Soundtrack composers typically need to adapt their ideas to the film, the director and the audience. How do you maintain a balance between, on the one hand, artistic integrity and sticking to your creative convictions and, on the other, being professional? How do you find a sense of freedom within these structures?
I have never felt that I have put my artistic integrity on the shelf while making film music. First and foremost I love to make music, and it is a privilege to be allowed to do it every day. I get excited by films that can have a larger-than-life musical approach, just as much as an intimate, character-driven and grounded style. The only thing that matters at the end of the day, is that the film gets as good as possible.
What are currently your main compositional- and production-challenges?
It's not that music necessarily gets better the more time I spend on it, but I am a sucker for details, and I love to get deeply into them all. Detail-work eats time for breakfast. My studio is build up so that I can work efficiently, but no matter how fast things are going, I am always frustrated with not having enough time.
How strictly do you separate improvising and composing?

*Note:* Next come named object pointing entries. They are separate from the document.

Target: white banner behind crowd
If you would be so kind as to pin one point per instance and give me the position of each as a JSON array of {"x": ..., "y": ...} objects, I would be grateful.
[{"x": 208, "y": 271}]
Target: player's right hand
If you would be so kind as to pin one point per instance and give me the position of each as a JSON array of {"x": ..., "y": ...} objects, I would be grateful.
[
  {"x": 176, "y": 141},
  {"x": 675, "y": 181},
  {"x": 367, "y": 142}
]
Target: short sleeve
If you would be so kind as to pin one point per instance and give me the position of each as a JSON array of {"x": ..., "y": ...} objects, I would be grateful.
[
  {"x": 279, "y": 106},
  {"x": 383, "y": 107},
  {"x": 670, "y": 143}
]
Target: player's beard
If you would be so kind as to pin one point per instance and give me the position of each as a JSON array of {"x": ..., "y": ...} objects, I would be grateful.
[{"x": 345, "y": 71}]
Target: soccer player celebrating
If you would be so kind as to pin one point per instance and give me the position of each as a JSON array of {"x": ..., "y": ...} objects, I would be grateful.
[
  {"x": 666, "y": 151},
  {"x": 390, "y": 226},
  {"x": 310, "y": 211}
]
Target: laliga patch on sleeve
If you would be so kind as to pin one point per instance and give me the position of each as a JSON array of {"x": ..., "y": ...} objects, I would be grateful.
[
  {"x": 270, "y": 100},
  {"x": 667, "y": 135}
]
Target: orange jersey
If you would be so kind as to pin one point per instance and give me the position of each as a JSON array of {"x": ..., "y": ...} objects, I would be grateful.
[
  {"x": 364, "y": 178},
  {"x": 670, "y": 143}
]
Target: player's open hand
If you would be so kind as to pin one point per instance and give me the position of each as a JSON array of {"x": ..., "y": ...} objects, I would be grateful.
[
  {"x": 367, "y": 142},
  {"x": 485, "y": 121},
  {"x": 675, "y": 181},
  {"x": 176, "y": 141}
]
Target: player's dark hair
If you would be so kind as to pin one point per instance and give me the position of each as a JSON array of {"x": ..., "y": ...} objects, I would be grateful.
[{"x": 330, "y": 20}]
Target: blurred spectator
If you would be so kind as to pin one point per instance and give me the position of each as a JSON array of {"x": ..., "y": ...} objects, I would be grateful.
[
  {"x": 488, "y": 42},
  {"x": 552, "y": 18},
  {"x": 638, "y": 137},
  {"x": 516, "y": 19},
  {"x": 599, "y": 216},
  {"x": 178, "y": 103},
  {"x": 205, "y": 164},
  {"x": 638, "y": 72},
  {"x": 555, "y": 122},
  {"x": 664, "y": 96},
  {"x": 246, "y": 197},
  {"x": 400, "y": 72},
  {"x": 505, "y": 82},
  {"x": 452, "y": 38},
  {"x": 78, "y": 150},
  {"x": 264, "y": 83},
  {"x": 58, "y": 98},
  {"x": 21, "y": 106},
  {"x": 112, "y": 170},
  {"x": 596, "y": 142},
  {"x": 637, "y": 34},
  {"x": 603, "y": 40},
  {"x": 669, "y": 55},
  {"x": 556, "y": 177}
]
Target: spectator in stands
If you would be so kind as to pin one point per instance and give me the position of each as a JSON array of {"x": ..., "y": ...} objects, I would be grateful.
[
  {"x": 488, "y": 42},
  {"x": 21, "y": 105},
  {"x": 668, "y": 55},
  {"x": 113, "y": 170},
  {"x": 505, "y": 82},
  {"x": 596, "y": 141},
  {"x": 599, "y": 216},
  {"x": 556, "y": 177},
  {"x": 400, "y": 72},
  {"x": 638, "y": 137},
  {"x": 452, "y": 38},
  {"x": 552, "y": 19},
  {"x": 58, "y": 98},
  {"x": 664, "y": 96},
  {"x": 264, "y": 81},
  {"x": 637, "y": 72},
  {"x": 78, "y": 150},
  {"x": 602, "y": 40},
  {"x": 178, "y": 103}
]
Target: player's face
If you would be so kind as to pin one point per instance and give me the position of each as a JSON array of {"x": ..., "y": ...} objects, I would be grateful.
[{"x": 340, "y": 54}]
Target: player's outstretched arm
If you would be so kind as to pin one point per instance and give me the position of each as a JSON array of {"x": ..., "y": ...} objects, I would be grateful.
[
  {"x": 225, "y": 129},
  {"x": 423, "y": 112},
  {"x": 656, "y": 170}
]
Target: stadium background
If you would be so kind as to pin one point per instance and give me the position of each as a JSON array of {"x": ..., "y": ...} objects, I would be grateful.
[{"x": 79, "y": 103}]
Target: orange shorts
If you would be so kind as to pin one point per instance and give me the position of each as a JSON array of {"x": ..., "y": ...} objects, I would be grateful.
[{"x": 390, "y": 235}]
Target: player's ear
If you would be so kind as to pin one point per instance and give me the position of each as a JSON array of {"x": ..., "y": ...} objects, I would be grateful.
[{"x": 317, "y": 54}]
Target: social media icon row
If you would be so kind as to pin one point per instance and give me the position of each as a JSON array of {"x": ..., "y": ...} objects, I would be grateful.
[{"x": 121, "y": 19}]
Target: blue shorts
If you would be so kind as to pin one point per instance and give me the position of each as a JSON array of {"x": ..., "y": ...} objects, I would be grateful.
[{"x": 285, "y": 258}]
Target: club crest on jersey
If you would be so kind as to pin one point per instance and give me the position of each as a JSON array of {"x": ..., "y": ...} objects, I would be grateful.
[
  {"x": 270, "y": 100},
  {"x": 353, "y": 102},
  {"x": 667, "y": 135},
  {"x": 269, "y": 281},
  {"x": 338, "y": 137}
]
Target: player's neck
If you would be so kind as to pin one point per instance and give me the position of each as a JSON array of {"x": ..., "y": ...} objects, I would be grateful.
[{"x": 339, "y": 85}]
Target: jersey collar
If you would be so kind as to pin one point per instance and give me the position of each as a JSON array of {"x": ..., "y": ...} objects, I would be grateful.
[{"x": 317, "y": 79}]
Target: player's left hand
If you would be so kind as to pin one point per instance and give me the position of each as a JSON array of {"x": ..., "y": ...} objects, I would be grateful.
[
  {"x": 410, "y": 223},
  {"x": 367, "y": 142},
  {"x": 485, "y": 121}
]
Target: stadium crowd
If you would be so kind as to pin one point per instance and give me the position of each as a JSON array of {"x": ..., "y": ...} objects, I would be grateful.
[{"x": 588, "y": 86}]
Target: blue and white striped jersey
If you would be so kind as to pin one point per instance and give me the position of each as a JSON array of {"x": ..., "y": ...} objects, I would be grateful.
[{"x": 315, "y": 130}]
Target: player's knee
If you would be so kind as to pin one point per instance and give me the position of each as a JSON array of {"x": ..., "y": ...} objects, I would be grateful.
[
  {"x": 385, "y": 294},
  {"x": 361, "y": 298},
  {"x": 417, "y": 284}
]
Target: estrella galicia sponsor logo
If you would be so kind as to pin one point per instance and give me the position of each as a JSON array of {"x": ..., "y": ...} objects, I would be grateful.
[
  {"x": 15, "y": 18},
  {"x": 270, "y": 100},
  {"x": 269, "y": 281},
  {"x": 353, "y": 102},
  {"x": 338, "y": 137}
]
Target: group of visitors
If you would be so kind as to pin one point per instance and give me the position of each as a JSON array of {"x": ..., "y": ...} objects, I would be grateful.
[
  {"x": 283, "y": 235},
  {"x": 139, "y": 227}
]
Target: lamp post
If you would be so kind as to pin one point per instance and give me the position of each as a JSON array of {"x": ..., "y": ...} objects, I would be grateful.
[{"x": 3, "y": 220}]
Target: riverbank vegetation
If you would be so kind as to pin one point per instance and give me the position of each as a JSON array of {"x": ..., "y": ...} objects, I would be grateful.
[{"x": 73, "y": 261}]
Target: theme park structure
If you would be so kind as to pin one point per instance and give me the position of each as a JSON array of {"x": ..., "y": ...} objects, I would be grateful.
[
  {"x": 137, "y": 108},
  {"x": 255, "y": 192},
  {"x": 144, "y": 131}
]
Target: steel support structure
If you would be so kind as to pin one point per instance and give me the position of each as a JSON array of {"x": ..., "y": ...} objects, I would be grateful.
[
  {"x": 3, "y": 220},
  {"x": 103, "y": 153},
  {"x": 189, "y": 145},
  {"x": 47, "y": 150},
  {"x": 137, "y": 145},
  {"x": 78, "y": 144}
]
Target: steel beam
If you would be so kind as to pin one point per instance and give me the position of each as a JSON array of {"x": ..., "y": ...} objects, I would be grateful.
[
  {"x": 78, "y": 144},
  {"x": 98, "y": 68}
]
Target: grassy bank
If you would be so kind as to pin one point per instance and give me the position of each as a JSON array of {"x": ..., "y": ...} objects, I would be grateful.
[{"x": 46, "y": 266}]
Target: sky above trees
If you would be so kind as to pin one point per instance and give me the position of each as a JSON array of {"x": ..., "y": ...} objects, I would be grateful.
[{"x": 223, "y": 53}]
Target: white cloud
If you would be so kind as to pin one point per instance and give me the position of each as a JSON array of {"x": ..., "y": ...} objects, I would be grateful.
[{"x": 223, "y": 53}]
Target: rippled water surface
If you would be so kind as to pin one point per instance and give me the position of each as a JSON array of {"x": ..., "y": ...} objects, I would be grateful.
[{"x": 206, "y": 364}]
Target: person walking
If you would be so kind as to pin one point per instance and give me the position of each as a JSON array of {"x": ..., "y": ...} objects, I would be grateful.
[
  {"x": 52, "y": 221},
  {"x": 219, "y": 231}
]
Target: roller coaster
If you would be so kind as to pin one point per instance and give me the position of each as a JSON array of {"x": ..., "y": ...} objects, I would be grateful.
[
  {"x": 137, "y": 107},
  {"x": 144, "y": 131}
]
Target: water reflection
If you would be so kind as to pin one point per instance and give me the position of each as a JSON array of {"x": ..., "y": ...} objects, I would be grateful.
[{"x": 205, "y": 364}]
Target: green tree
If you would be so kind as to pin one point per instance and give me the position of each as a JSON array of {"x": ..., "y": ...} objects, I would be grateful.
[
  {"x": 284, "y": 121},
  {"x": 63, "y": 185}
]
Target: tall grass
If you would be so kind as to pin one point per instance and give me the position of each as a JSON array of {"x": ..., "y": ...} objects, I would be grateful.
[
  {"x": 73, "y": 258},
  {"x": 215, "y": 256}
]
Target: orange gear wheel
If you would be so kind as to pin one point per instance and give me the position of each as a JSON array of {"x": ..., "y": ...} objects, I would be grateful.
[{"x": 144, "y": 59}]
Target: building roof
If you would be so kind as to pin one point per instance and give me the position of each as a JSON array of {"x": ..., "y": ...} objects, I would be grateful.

I don't necessarily separate the two. A composition can emerge in different ways. Typically, I have a picture of what to make before I start making a song, and use improvisation to play around with these initial drafts. Improvisation helps me develop and explore my sketches, but also make my job more enjoyable. Improvisation means playing, and I want to play as much as possible.
Do you feel it important that an audience is able to deduct the processes and ideas behind a work purely on the basis of the music? If so, how do you make them transparent?
What counts is how well a work translates, and if it awakes an emotional response with the listener. What a composer went through while writing the song, or what instruments were used, is usually irrelevant. The processes and ideas should be in the music itself.
The relationship between music and other forms of art – painting, video art and cinema most importantly - has become increasingly important. How do you see this relationship yourself and in how far, do you feel, does music relate to other senses than hearing alone?
The relationship between music and moving images is a fundamental part of my works. Even the music that I make for albums have a visual dimension to them. I'm being told that my music evokes imagery. It just turns out that way, even though I don't intend to.
Music-sharing sites and -blogs as well as a flood of releases in general are presenting both listeners and artists with challenging questions. What's your view on the value of music today? In what way does the abundance of music change our perception of it?
I have given up on keeping up with everything that's happening. There's too much stuff going on. But I love to live and work in a time where it is bubbling everywhere. New trends emerge every month. Lots of crap, that's for sure, but in between fantastic music made by extraordinary people. Maybe the most valuable skill to have in today’s media world, is to be able to deal with the information flow out there, and to choose what sources to pay attention to.
How, would you say, could non-mainstream forms of music reach wider audiences?
Mainstream music is, in most cases, by definition easy digestible, while non-mainstream music might take longer to get under the skin. There will always be a limit to the number of people you can expect to actively seek out music. I wonder if this gets easier and easier from an international perspective to get weird music out to the people who are interested in this. Through dedicated channels on the internet, you are not dependent on big curated radio stations and labels anymore to reach the corners of the world. To be a part of a non-mainstream niche is a privilege. People with passion for a certain kind of music exist all over, and they seek you out. I'd rather be a part of a smaller scene that exists in smaller portions everywhere, than to battle in the big commercial league.
Reaching audiences usually involves reaching out to the press and possibly working with a PR company. What's your perspective on the promo system? In which way do music journalism and PR companies change the way music is perceived by the public?
If the music is fantastic, it will find it's way on its own. At least that's what I like to think. But most of us have to push it around as well as we can. The artists that are strategic and know where to put their PR money will have an advantage when it comes to releasing music. But to pay for advertising and PR can also be like throwing money out of the window. Word of mouth, and playing live shows, is what has exposed my music the most.